The 7B model surpasses all closed-source models: PreferThinker comprehensively outperforms GPT-4o and Claude 3.7 on PreferImg.
Most significant improvement in multi-preference (MP) settings: +8.8% gain over SOTA on Seen-MP, demonstrating that the profile mechanism effectively handles complex preferences.
RL stage substantially enhances generalization: RL yields a larger improvement on unseen users (+6.8%) than on seen users (+4.6%).
Prediction reward is critical: More accurate profile prediction leads to more reasonable subsequent assessment (removing PR degrades prediction accuracy and causes assessment errors).
Personalized profiles transfer to image generation: Predicted preference profiles can guide personalized image generation.

Highlights & Insights¶

Proposes the preference profile concept to bridge across different users, elegantly addressing the scarcity of personalized data.
The predict-then-assess paradigm enables interpretable multi-dimensional assessment, replacing black-box scoring.
The similarity-aware prediction reward is cleverly designed, leveraging similarity signals in both text and image spaces.
A 7B open-source model surpasses commercial models such as GPT-4o and Claude 3.7.

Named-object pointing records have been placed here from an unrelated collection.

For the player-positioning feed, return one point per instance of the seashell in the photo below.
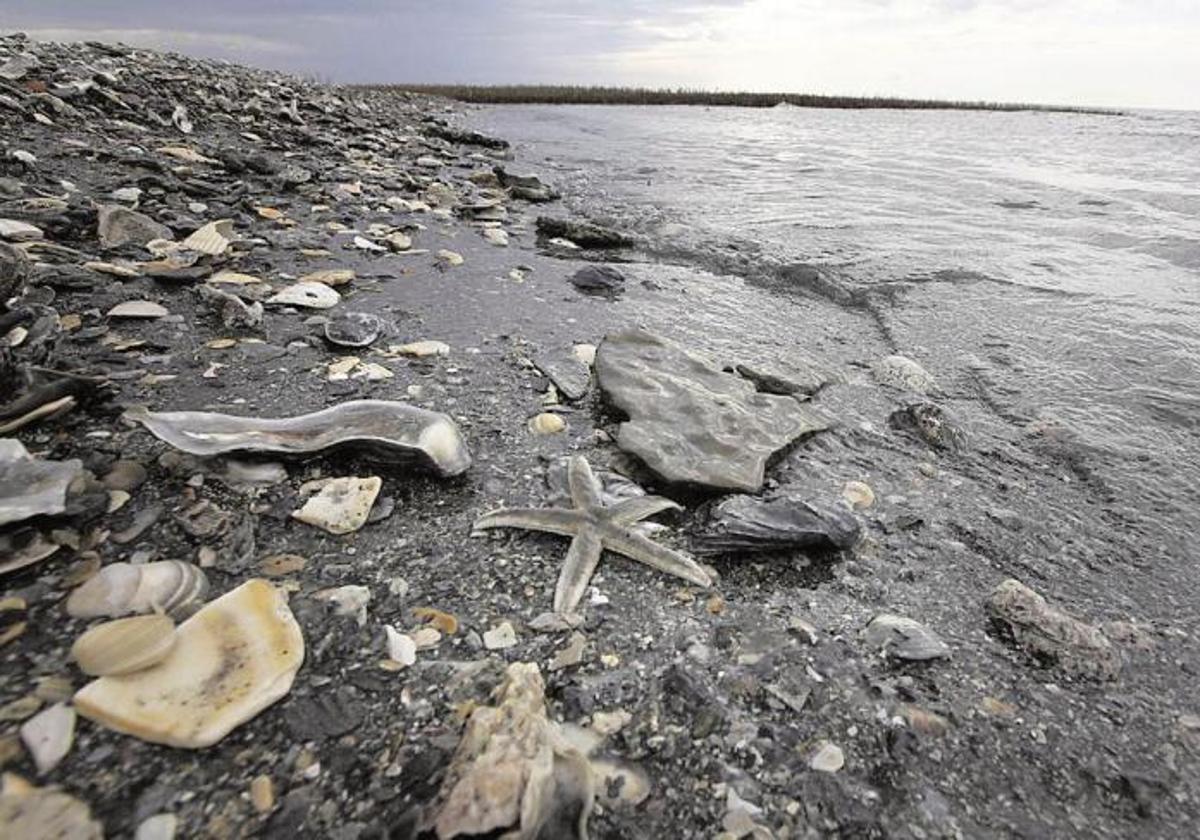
(547, 424)
(29, 811)
(231, 660)
(353, 329)
(342, 505)
(329, 276)
(310, 295)
(121, 589)
(33, 487)
(213, 239)
(124, 646)
(389, 430)
(138, 309)
(905, 639)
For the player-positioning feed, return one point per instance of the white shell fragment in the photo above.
(905, 639)
(389, 430)
(514, 769)
(138, 309)
(401, 647)
(31, 487)
(309, 295)
(342, 505)
(124, 646)
(120, 589)
(232, 659)
(48, 736)
(213, 239)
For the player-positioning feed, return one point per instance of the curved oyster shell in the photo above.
(213, 239)
(393, 431)
(120, 589)
(124, 646)
(231, 660)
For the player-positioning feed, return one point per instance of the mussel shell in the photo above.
(390, 431)
(353, 329)
(125, 645)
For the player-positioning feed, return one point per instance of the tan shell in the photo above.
(124, 646)
(231, 660)
(213, 239)
(121, 589)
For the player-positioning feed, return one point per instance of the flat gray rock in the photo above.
(689, 421)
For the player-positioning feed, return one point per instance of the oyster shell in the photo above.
(121, 589)
(310, 295)
(31, 487)
(389, 430)
(124, 646)
(231, 660)
(213, 239)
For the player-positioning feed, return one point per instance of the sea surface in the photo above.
(1047, 264)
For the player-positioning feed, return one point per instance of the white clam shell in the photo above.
(124, 646)
(231, 660)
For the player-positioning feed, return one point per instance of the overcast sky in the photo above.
(1134, 53)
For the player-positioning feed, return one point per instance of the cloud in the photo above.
(1098, 52)
(166, 39)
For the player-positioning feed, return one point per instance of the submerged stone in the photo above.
(689, 421)
(745, 525)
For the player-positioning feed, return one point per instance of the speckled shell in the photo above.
(124, 646)
(123, 589)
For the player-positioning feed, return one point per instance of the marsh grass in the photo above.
(655, 96)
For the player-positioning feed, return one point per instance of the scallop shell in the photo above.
(124, 646)
(391, 431)
(213, 239)
(231, 660)
(121, 589)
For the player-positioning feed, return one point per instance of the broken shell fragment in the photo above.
(309, 295)
(29, 811)
(138, 309)
(124, 646)
(353, 329)
(389, 430)
(342, 505)
(48, 736)
(231, 660)
(213, 239)
(120, 589)
(31, 487)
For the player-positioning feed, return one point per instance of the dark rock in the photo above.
(599, 280)
(689, 421)
(327, 714)
(1051, 635)
(569, 375)
(745, 525)
(585, 234)
(931, 424)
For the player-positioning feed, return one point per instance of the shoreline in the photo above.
(735, 703)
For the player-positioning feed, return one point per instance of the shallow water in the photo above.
(1043, 265)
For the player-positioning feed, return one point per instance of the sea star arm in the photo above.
(647, 551)
(550, 520)
(582, 483)
(577, 569)
(628, 511)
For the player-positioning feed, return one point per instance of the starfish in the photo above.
(595, 527)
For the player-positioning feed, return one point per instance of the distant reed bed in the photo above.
(659, 96)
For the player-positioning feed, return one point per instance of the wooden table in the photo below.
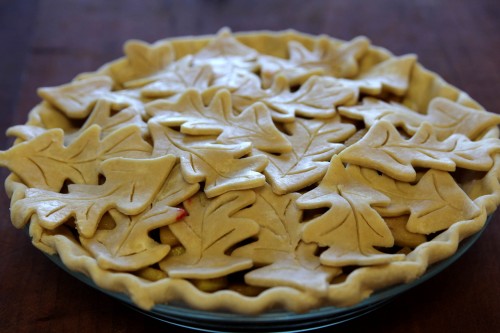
(47, 42)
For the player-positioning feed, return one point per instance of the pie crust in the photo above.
(251, 172)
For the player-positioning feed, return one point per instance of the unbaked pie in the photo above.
(251, 171)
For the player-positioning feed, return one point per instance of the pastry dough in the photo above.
(250, 171)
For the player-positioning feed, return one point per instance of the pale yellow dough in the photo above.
(249, 171)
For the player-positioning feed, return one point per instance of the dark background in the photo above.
(48, 42)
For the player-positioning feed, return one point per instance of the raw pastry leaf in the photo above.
(383, 149)
(109, 120)
(316, 98)
(129, 188)
(252, 125)
(77, 98)
(314, 142)
(207, 233)
(288, 261)
(142, 59)
(391, 75)
(222, 167)
(45, 162)
(351, 227)
(226, 54)
(434, 203)
(446, 117)
(177, 80)
(128, 246)
(326, 59)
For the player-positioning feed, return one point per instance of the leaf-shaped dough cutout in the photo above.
(327, 58)
(179, 79)
(128, 246)
(222, 167)
(208, 232)
(225, 54)
(402, 236)
(434, 203)
(288, 261)
(129, 188)
(351, 227)
(314, 142)
(391, 75)
(316, 98)
(109, 120)
(141, 59)
(252, 125)
(78, 97)
(45, 162)
(447, 117)
(383, 149)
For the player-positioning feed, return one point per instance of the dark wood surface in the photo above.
(48, 42)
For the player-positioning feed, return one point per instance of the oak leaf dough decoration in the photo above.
(128, 246)
(223, 167)
(351, 228)
(434, 203)
(141, 59)
(383, 149)
(447, 117)
(78, 97)
(325, 59)
(129, 188)
(314, 142)
(286, 259)
(109, 120)
(208, 231)
(226, 54)
(316, 98)
(46, 163)
(391, 75)
(254, 124)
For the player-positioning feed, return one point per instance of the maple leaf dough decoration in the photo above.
(252, 125)
(383, 149)
(128, 246)
(327, 59)
(287, 260)
(141, 59)
(351, 228)
(44, 162)
(316, 98)
(223, 167)
(314, 142)
(436, 194)
(445, 116)
(76, 99)
(129, 188)
(209, 230)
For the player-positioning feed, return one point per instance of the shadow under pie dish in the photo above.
(253, 172)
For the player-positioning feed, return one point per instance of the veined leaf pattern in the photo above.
(44, 162)
(208, 231)
(383, 149)
(128, 188)
(252, 125)
(314, 142)
(436, 194)
(446, 117)
(316, 98)
(286, 259)
(326, 59)
(129, 246)
(222, 167)
(351, 228)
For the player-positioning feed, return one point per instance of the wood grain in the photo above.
(48, 42)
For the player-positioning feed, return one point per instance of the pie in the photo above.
(253, 171)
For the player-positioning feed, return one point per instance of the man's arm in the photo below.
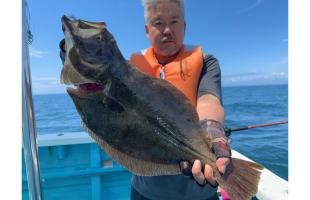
(209, 107)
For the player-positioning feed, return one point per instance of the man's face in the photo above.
(165, 28)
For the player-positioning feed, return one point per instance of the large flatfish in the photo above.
(143, 123)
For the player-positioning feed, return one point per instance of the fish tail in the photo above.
(240, 180)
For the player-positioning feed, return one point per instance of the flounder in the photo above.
(144, 123)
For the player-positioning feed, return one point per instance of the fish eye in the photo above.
(99, 37)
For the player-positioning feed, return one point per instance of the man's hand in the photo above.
(205, 174)
(221, 149)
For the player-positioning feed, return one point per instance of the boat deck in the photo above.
(73, 167)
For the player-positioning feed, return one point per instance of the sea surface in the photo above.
(244, 106)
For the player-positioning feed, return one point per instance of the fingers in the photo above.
(186, 168)
(208, 173)
(197, 173)
(221, 164)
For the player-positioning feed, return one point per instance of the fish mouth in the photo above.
(84, 90)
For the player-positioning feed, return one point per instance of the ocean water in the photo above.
(244, 106)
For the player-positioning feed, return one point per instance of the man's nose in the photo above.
(167, 30)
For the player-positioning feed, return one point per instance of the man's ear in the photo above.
(147, 31)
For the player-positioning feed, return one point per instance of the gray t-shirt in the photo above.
(179, 187)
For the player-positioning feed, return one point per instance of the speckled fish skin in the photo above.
(143, 123)
(144, 117)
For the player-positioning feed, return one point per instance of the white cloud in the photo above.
(247, 9)
(33, 52)
(285, 40)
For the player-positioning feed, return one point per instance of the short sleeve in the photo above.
(210, 77)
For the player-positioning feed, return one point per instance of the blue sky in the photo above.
(249, 37)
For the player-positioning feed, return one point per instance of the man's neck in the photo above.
(163, 60)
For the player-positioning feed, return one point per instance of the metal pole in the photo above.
(29, 130)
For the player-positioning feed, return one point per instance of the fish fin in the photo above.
(136, 166)
(240, 180)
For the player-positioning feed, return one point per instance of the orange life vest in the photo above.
(183, 72)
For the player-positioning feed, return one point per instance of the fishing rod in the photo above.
(229, 130)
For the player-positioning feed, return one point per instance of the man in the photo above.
(198, 77)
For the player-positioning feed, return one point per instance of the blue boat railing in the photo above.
(28, 120)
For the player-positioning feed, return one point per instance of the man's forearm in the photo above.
(209, 107)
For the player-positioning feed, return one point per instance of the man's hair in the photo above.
(147, 4)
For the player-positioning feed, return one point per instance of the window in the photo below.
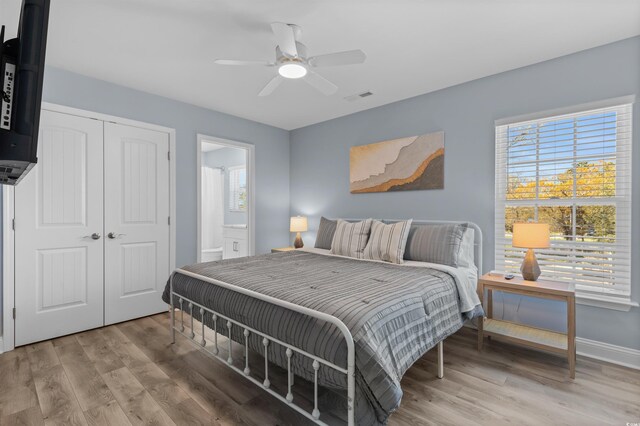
(572, 171)
(238, 188)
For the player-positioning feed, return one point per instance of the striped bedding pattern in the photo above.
(351, 238)
(395, 313)
(387, 241)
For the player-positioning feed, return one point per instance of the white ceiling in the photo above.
(167, 47)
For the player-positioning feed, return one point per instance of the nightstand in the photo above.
(552, 341)
(281, 249)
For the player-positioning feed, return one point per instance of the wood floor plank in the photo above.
(222, 408)
(57, 399)
(17, 390)
(42, 357)
(109, 414)
(136, 402)
(153, 339)
(171, 397)
(29, 417)
(99, 351)
(89, 387)
(127, 351)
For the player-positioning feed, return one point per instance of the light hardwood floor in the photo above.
(129, 374)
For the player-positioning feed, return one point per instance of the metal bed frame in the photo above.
(290, 349)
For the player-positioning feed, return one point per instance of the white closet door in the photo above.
(136, 221)
(58, 206)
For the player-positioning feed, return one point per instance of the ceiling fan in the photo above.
(292, 61)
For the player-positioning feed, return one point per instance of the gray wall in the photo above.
(228, 157)
(466, 113)
(271, 148)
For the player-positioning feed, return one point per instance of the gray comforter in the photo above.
(395, 313)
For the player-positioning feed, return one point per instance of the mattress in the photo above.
(395, 313)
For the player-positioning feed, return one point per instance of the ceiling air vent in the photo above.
(358, 96)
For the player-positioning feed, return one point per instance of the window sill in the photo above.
(606, 302)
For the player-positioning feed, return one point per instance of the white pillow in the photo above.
(350, 239)
(466, 255)
(387, 242)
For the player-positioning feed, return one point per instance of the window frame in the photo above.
(589, 294)
(233, 205)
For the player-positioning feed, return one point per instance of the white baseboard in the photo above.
(620, 355)
(607, 352)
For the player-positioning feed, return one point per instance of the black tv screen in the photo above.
(22, 67)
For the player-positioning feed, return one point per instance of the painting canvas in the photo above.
(416, 162)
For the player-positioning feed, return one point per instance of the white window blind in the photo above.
(237, 188)
(572, 171)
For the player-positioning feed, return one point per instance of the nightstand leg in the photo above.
(480, 320)
(489, 303)
(571, 335)
(480, 332)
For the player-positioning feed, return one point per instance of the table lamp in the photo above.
(530, 236)
(298, 224)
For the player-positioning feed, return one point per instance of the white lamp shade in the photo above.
(531, 235)
(298, 224)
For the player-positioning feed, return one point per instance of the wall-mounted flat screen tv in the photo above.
(22, 68)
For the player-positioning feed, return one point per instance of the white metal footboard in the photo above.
(190, 305)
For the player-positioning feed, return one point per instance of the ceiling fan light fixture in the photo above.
(292, 70)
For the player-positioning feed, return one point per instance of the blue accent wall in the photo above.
(466, 113)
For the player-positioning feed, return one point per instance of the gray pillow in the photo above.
(325, 233)
(435, 243)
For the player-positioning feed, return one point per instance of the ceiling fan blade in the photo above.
(271, 86)
(347, 57)
(286, 38)
(320, 83)
(234, 62)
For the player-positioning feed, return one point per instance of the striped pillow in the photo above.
(326, 230)
(387, 242)
(350, 239)
(435, 243)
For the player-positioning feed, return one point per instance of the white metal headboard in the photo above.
(477, 234)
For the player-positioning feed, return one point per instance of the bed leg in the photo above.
(172, 311)
(440, 360)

Limitations & Future Work¶

The PreferImg dataset is based on simulated users (T2I-generated images), which may introduce a distribution gap with real user preferences.
Performance on the PickaPic real-user dataset is moderate (65.7%), as PickaPic annotations reflect general rather than personalized preferences.
The profile is fixed at 5 visual elements, potentially failing to cover all personalization dimensions (e.g., composition, emotion).
Training requires a T2I model to generate images for computing image similarity rewards, resulting in relatively high training cost.

Image preference assessment: CLIP-based (PickScore, ImageReward, HPSv2) → MLLM-based (UnifiedReward, LLaVA-Reward).
Personalized preference: ViPer (ECCV2024) is the first attempt but lacks interpretability.
Reasoning MLLMs: GRPO post-training paradigm inspired by DeepSeek-R1.
Preference datasets: ImageRewardDB, PickaPic, HPD_v2 primarily target general preferences.

Rating¶

⭐⭐⭐⭐ (4/5)

The method is well-designed with innovations spanning data construction and training. The preference profile bridging concept is concise and effective. The primary concern is the gap between simulated data and real personalized preferences, which is also evidenced by the performance on PickaPic.